During a 1969 Episode of The Tonight Show, while being bathed by two Japanese women, Johnny Carson joked, "This beats Lifebuoy and a rubber duck, doesn't it?"

In the 2016 novel Moonglow by Michael Chabon, Lifebuoy is used to signify wholesomeness and youth: "He had deposited with his brother for safekeeping a girl who smelled of Lifebuoy and library paste and retrieved a young woman who smelled of cigarettes and Ban."

It is the bar soap used in the 1983 movie A Christmas Story by the main character Ralphie and his family. After his mother uses it to wash his mouth out for swearing, Ralphie wishfully imagines a future in which he has been blinded by "soap poisoning" and reduced to begging on the street; when his family sees him, they collapse into melodramatic soap opera-like tears and his father cries out, "I told you not to use Lifebuoy!" In the film, narrator Jean Shepherd noted his disgust toward its taste, comparing it to other brands his mother had used for similar punishments.

It is used on a very obvious Product Placement, disguised as a small lesson, on personal hygiene in the 2012 Brazilian telenovela Carrossel.

==Sponsorships==
Lifebuoy was the sponsor for the car of Dave Marcis in the NASCAR Winston Cup Series from 1987 to 1989.

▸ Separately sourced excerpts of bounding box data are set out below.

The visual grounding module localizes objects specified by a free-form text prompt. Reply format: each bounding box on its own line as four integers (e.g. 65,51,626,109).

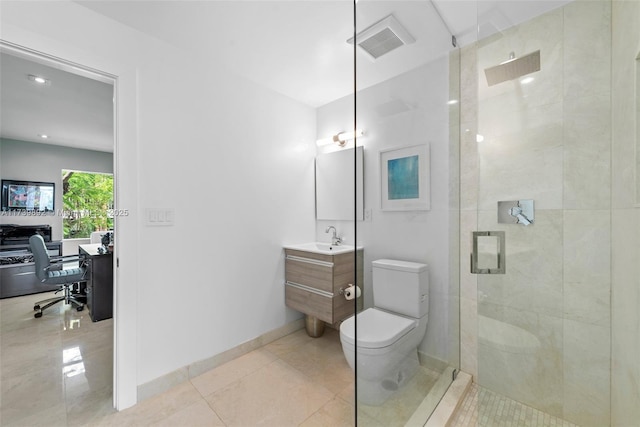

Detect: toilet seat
340,308,417,349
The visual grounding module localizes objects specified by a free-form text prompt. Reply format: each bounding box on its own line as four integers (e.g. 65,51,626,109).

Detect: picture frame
380,143,431,211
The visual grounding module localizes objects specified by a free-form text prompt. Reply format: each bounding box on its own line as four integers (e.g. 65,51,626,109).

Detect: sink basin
284,242,354,255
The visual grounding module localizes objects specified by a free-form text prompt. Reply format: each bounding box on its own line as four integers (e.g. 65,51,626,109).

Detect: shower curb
424,372,472,427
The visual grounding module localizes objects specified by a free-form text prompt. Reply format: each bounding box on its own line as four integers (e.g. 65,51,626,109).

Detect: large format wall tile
563,1,611,101
563,210,611,327
478,302,563,416
563,319,611,427
564,92,611,209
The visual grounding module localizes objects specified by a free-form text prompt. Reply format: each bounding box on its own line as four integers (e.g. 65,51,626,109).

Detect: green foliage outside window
62,170,113,239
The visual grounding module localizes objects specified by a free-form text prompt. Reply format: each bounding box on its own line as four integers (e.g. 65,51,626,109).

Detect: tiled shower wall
611,0,640,427
461,1,612,427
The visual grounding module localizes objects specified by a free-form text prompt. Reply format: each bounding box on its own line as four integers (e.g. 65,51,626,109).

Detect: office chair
29,234,86,318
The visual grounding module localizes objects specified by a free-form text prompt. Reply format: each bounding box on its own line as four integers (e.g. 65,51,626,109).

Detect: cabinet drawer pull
285,281,333,298
287,255,333,268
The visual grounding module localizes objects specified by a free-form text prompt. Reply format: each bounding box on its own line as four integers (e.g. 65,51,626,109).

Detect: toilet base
356,350,420,406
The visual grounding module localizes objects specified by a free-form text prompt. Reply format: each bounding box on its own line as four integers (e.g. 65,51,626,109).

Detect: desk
78,244,113,322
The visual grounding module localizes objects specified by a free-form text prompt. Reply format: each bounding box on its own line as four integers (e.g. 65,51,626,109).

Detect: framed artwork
380,144,431,211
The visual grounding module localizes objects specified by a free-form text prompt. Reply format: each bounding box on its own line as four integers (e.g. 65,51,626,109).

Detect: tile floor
0,294,438,427
451,383,577,427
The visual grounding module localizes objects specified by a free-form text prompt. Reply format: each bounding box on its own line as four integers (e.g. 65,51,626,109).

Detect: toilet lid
340,308,416,348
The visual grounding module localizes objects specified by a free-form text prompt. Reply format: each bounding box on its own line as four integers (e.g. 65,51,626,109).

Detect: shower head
484,50,540,86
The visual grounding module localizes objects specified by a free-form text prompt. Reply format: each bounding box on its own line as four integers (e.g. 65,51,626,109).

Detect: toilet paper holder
338,283,362,300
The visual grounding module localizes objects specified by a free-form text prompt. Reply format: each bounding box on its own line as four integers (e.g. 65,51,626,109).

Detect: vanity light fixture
316,129,364,147
28,74,51,86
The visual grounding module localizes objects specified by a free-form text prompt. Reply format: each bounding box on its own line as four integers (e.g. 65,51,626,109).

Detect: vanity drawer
285,255,333,293
285,282,333,323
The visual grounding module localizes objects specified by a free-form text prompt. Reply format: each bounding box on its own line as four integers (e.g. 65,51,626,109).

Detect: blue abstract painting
387,155,420,200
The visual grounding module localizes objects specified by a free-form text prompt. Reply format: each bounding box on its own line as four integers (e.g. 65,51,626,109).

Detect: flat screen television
1,179,55,212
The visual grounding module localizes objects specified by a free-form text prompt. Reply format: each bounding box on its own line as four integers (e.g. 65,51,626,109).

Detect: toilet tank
372,259,429,318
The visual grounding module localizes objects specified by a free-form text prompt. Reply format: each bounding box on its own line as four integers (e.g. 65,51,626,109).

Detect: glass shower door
351,0,459,426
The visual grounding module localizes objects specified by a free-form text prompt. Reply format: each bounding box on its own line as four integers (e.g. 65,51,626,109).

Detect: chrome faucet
324,225,342,246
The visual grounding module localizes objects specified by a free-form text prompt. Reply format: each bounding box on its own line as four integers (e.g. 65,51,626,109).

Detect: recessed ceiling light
29,74,51,86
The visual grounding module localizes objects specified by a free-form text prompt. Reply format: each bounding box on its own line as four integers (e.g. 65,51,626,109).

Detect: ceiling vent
347,15,416,59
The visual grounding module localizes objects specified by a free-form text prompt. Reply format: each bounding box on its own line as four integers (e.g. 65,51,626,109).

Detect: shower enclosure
460,0,640,426
354,0,640,426
348,0,460,426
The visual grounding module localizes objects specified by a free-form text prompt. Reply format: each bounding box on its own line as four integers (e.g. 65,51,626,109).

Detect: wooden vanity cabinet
285,249,363,325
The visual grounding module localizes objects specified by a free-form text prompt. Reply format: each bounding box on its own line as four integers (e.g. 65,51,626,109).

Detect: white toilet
340,259,429,405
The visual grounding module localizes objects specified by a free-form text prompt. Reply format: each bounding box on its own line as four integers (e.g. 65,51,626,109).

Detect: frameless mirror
316,147,364,221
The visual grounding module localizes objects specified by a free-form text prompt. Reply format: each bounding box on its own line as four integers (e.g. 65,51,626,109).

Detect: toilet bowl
340,260,429,405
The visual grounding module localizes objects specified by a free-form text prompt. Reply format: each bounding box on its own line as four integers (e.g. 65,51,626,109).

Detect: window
62,170,113,239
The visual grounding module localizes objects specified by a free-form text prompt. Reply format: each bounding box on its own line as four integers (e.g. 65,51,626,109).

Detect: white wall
316,57,449,361
0,139,113,240
0,2,315,409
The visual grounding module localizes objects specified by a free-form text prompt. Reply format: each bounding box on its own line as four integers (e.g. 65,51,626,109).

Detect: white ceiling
0,0,567,151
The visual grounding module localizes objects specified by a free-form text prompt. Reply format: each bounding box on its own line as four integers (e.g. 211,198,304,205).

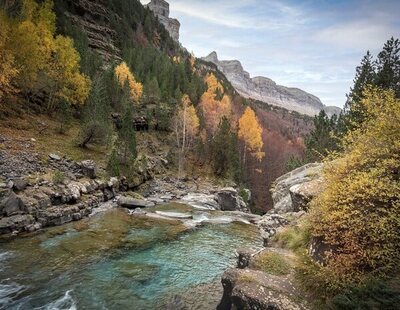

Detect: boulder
308,237,336,266
12,179,28,192
0,191,27,216
236,249,255,269
80,160,97,179
216,187,249,212
118,197,154,209
271,163,323,213
103,187,115,202
257,213,289,246
289,178,323,212
217,268,308,310
49,154,61,161
67,183,82,203
0,214,34,234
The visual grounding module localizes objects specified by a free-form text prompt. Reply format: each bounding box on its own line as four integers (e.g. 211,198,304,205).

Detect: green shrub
250,251,291,276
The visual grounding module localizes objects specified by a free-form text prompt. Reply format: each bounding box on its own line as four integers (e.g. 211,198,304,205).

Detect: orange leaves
115,62,143,103
178,95,200,138
0,12,18,99
239,107,265,161
200,73,232,133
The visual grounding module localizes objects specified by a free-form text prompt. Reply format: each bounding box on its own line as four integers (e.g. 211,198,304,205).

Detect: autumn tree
115,62,143,103
0,11,18,102
212,116,241,181
200,73,232,134
3,0,90,109
304,110,338,162
174,95,199,176
310,87,400,288
238,107,265,162
79,76,112,148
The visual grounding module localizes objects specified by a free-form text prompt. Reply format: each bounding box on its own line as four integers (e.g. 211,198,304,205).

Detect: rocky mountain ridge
202,52,341,116
147,0,181,42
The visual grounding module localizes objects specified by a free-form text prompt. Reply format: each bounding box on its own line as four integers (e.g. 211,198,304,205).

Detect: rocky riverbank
0,136,256,236
217,164,323,310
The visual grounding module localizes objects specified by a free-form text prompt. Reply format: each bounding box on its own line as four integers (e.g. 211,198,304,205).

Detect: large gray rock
216,187,249,212
217,268,307,310
257,213,289,246
13,179,28,191
0,214,35,234
118,197,154,210
0,191,27,216
147,0,181,42
271,163,323,213
80,160,97,179
203,52,341,116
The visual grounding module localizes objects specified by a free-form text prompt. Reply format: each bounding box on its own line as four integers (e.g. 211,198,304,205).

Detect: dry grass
250,251,292,276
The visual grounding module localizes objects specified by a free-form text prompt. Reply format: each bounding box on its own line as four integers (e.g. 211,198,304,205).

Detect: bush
330,281,400,310
311,88,400,288
272,223,310,252
250,251,291,276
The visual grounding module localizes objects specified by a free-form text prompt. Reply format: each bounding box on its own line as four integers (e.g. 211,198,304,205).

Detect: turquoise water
0,208,262,309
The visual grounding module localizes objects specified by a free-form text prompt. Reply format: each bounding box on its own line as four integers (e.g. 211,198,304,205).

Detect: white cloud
314,20,399,50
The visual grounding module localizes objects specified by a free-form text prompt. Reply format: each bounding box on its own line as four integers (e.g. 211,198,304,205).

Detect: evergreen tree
212,116,240,181
337,51,376,135
375,37,400,97
305,110,337,162
117,104,137,165
143,77,161,103
79,77,112,147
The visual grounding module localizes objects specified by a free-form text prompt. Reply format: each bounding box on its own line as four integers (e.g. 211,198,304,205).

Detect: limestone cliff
147,0,181,42
203,52,340,116
64,0,120,60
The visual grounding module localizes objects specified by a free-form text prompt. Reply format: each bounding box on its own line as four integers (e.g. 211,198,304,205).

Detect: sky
141,0,400,107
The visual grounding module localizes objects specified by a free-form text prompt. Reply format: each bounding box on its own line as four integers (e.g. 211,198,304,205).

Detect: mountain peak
203,52,340,116
203,51,219,63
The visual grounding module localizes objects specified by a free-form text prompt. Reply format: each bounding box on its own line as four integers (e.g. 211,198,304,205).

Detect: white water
36,291,77,310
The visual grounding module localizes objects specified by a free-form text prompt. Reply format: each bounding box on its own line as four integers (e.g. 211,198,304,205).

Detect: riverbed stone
118,197,155,209
216,187,249,212
236,248,255,269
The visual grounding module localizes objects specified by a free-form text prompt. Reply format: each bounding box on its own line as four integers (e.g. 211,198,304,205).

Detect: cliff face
65,0,120,60
203,52,340,116
147,0,181,42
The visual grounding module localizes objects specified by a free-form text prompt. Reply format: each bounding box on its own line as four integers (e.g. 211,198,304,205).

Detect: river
0,204,262,310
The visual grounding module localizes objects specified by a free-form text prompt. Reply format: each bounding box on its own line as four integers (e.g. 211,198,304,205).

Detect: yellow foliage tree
174,95,200,176
115,62,143,103
200,73,232,133
238,107,265,161
0,12,18,101
310,88,400,286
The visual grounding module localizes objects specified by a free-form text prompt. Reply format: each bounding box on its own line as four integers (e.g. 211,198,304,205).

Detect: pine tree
338,51,376,135
117,104,137,165
375,37,400,97
238,107,265,162
305,111,337,162
212,116,240,181
79,77,112,147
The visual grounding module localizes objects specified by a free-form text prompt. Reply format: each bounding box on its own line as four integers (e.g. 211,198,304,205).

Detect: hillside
203,52,340,116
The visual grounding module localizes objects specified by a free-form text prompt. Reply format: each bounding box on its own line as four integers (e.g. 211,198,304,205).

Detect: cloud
170,0,305,30
314,20,399,50
142,0,400,106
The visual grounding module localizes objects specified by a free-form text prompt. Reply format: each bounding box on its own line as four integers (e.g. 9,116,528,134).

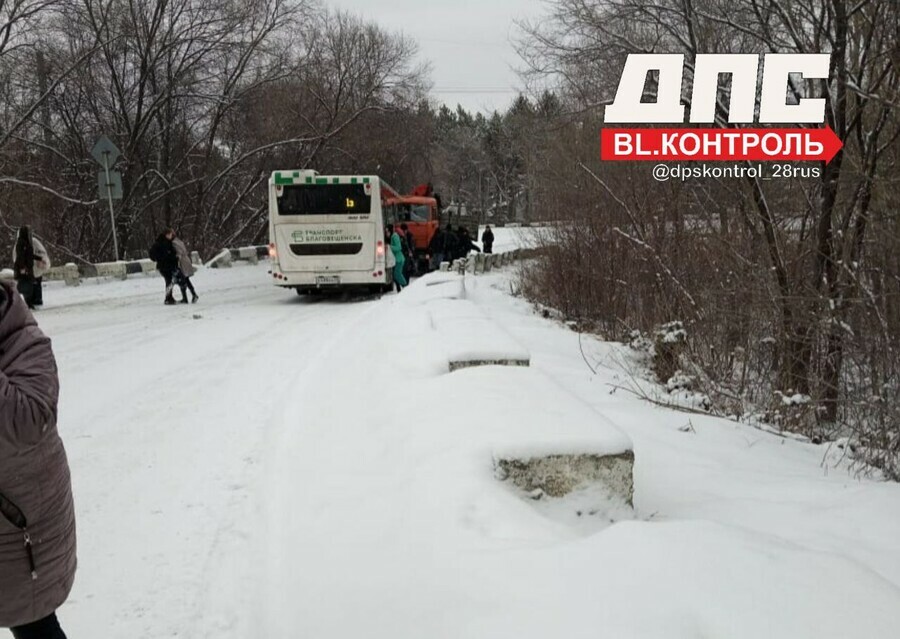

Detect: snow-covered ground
31,262,900,639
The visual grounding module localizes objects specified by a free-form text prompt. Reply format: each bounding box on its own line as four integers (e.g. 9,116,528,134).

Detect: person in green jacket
387,224,406,293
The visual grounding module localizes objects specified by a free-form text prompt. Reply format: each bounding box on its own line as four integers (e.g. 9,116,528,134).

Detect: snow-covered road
24,244,900,639
38,265,371,638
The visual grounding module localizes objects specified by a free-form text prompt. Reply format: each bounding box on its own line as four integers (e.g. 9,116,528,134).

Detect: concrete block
494,450,634,506
63,262,81,286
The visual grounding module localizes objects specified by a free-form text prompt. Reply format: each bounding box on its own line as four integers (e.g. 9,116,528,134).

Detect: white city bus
269,171,397,295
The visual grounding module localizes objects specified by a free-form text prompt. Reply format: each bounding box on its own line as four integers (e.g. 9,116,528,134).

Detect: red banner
600,127,843,163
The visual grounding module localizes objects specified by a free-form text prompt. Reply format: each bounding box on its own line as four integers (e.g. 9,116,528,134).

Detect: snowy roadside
263,274,900,639
31,265,900,639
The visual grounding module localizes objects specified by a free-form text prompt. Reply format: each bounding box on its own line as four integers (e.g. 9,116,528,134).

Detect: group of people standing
428,224,494,269
150,229,200,304
384,224,494,292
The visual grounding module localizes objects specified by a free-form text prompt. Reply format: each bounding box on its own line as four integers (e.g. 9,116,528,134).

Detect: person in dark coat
172,231,200,304
150,229,180,304
400,224,418,281
428,226,447,271
444,224,458,262
13,226,50,309
0,282,77,639
481,224,494,253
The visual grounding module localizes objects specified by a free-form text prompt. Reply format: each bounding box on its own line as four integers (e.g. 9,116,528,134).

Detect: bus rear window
277,184,372,215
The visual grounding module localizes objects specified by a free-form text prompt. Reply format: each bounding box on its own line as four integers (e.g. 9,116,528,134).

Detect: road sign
97,171,122,200
91,135,122,261
91,135,122,167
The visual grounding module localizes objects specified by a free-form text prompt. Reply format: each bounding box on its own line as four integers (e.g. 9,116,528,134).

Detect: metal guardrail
44,251,200,286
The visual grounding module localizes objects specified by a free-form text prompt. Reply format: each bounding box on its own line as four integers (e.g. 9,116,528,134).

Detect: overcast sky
327,0,541,111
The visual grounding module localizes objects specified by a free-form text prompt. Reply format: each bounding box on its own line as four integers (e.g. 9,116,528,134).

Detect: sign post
91,135,122,262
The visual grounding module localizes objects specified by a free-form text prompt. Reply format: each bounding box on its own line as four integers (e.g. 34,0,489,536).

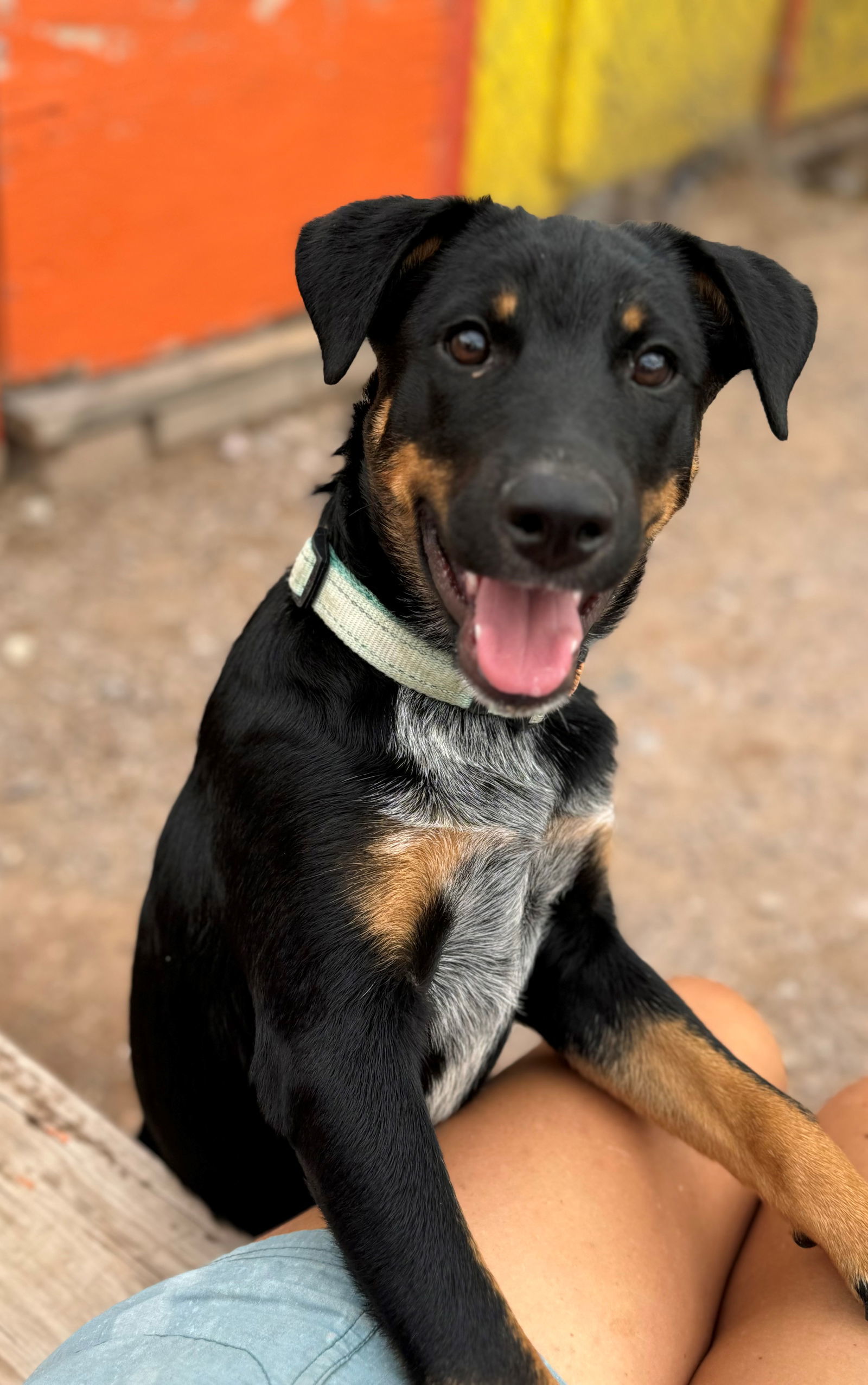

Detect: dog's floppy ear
630,221,817,441
295,197,490,385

In 1990, Lifebuoy sponsored the Lifebuoy Football Champions Cup held in Karachi, and between 1992 and 1994, it served as sponsor for the National Lifebuoy A-Division Football Championship of Pakistan, the nation's first ever national league format competition, bringing televised club games to Pakistan for the first time, with amounts of 35 million PKR spent in the organisations of the seasons.

Lifebuoy served as the title sponsor for the 1995 Dhaka Premier Division Football League of Bangladesh. Lifebuoy has been the shirt sponsor of the Bangladesh National Cricket Team since 2018. Lifebuoy sponsored McLaren from 2020 onwards. Lifebuoy is the main hygiene supplier for McLaren Racing.